Unbequeme Entscheidungen

PCR-Testverfahren
Flächendeckendes Testen ist nicht nur eine epidemiologische Notwendigkeit. Es ist – auch – ein ganz gutes Geschäft.
Christian Böhmer

Christian Böhmer

Der Tiroler Landesregierung sind zwei Mitglieder abhandengekommen, und bei allem Respekt für das „Heilige Land“: Für gewöhnlich endet das Interesse an Nachrichten wie diesen sehr verlässlich an der Landesgrenze.

Im Fall des gegangenen Gesundheitslandes Bernhard Tilg ist das anders.Denn was im Tiroler Krisenmanagement schiefgelaufen ist, hat nicht nur Tirol oder Österreich, sondern (Stichwort: Ischgl) ganz Europa bewegt.

Tilg ist das zweifelhafte Kunststück geglückt, dem Begriff des „politischen Missmanagements“ ein Gesicht zu geben.
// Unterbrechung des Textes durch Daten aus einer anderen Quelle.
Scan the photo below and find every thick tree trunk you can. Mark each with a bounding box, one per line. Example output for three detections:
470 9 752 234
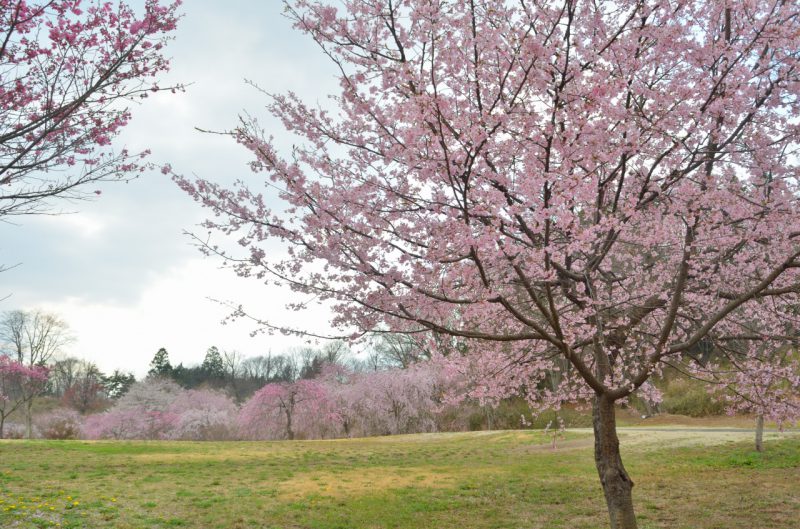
756 415 764 452
25 399 33 439
592 397 637 529
286 410 294 441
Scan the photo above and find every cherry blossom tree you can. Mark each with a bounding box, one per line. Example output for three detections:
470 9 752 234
169 390 239 441
83 378 183 439
0 355 49 439
713 347 800 452
0 310 72 439
0 0 180 218
180 0 800 529
239 379 334 440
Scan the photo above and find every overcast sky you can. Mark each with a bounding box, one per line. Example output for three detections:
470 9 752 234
0 0 336 376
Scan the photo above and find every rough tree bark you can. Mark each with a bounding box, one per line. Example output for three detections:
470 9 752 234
756 415 764 452
592 395 637 529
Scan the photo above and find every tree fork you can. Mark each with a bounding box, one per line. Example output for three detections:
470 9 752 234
592 395 637 529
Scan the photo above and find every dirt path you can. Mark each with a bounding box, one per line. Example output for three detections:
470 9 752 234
571 426 800 450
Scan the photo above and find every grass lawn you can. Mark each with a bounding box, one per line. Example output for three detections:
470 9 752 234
0 431 800 529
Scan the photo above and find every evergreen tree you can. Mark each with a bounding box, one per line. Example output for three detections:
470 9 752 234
103 370 136 399
147 347 172 377
200 345 225 379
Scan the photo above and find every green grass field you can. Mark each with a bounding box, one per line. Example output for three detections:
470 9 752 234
0 431 800 529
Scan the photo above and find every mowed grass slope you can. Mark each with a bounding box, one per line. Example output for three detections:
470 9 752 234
0 431 800 529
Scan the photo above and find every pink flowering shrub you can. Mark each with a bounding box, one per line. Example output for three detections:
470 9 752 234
169 390 234 441
34 408 83 439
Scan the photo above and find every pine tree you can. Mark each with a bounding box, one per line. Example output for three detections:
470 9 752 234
200 345 225 378
147 347 172 377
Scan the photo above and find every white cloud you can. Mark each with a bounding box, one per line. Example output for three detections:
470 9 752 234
36 258 338 376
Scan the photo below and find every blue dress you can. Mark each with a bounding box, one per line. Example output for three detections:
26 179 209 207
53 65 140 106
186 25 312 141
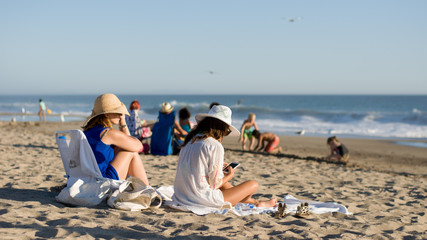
151 111 175 156
84 125 119 180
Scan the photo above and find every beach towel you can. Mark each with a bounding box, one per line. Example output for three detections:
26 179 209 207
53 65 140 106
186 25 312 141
56 130 162 211
56 130 129 206
150 111 175 156
157 186 352 216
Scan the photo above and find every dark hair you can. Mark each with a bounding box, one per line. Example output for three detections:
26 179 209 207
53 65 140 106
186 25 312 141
252 129 261 138
83 114 112 131
209 102 220 109
129 99 140 110
182 117 230 146
326 136 338 143
178 107 191 120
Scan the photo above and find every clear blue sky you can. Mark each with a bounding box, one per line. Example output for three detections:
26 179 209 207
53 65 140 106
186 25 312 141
0 0 427 94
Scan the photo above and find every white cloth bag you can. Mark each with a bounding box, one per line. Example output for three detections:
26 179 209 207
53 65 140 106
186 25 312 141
107 177 162 211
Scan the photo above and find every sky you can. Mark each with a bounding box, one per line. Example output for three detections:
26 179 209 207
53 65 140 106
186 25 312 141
0 0 427 95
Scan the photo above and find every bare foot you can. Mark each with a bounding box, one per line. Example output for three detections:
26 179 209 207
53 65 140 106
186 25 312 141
256 198 277 207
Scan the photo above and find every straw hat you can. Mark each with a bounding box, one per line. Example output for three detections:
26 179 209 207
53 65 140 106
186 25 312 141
160 102 173 113
85 93 129 125
195 105 240 136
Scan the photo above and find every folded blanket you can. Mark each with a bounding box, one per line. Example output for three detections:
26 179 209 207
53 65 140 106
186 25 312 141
157 186 352 216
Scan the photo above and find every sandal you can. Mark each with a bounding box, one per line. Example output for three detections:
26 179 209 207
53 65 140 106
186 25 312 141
274 203 286 218
295 202 309 218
Und so besteht zur Stunde tatsächlich der Verdacht, dass ein PCR-Labor ohne Ausschreibung und fachliche Eignung im öffentlichen Auftrag Hunderttausende Corona-Testungen erledigt und dafür Millionen an Steuergeld bekommen hat.

Welche Rolle Tilg bei der „Labor-Affäre“ zukommt, lässt sich nicht abschließend beantworten. Die Tiroler Causa steht allerdings fast stellvertretend für eine Herausforderung, der sich in den nächsten Monaten nicht nur einzelne Gesundheitslandesräte, sondern die Politik an sich zu stellen hat.

Allein das Bundesland Wien liefert mit der Aktion „Alles gurgelt“ Woche für Woche stattliche 1,2 Millionen Corona-PCR-Tests an seine Bürger aus. Bei bis zu 60 Euro, die die öffentliche Hand für jede Auswertung eines PCR-Tests bezahlt, ist klar: Flächendeckendes Testen ist nicht nur eine epidemiologische Notwendigkeit, es ist – auch – ein ganz gutes Geschäft.

Dasselbe gilt fürs Impfen: Erst am Mittwoch hat die Bundesregierung 42 Millionen Impfdosen für die nächsten beiden Jahre geordert. Pro Stich und Dosis steht Ärzten ein Honorar von 25 Euro zu.

Um keinen falschen Eindruck zu vermitteln: Hochwertige Medizin gibt’s nicht geschenkt. Wer will, dass Labore am technischen Letztstand sind, muss sie ordentlich bezahlen. Und auch ein impfender Arzt, der Patienten gut berät und betreut, hat sich ein anständiges Honorar verdient.

Es wäre aber naiv zu glauben, dass bei gesundheitspolitischen Entscheidungen wie „Wer kann testen?“ oder „Wer darf impfen?“ nur medizinische Argumente eine Rolle spielen. Es geht auch ums Geld, um die eigene Einflusssphäre – und deren Verteidigung. Nicht von ungefähr zählen Interessenvertreter wie die Ärzte-, Apotheker- oder Wirtschaftskammer zu den finanziell wie politisch potentesten Lobbyinggruppen des Landes.

Wer also die Frage beantwortet, wie Österreich in Zukunft testen oder impfen muss, macht sich damit zwangsläufig Feinde. Gesundheitsminister Wolfgang Mückstein hat bei seinem Amtsantritt versichert, er habe keine Angst vor unpopulären Entscheidungen. Es ist gut möglich, dass er das schneller beweisen muss, als ihm vielleicht lieb ist.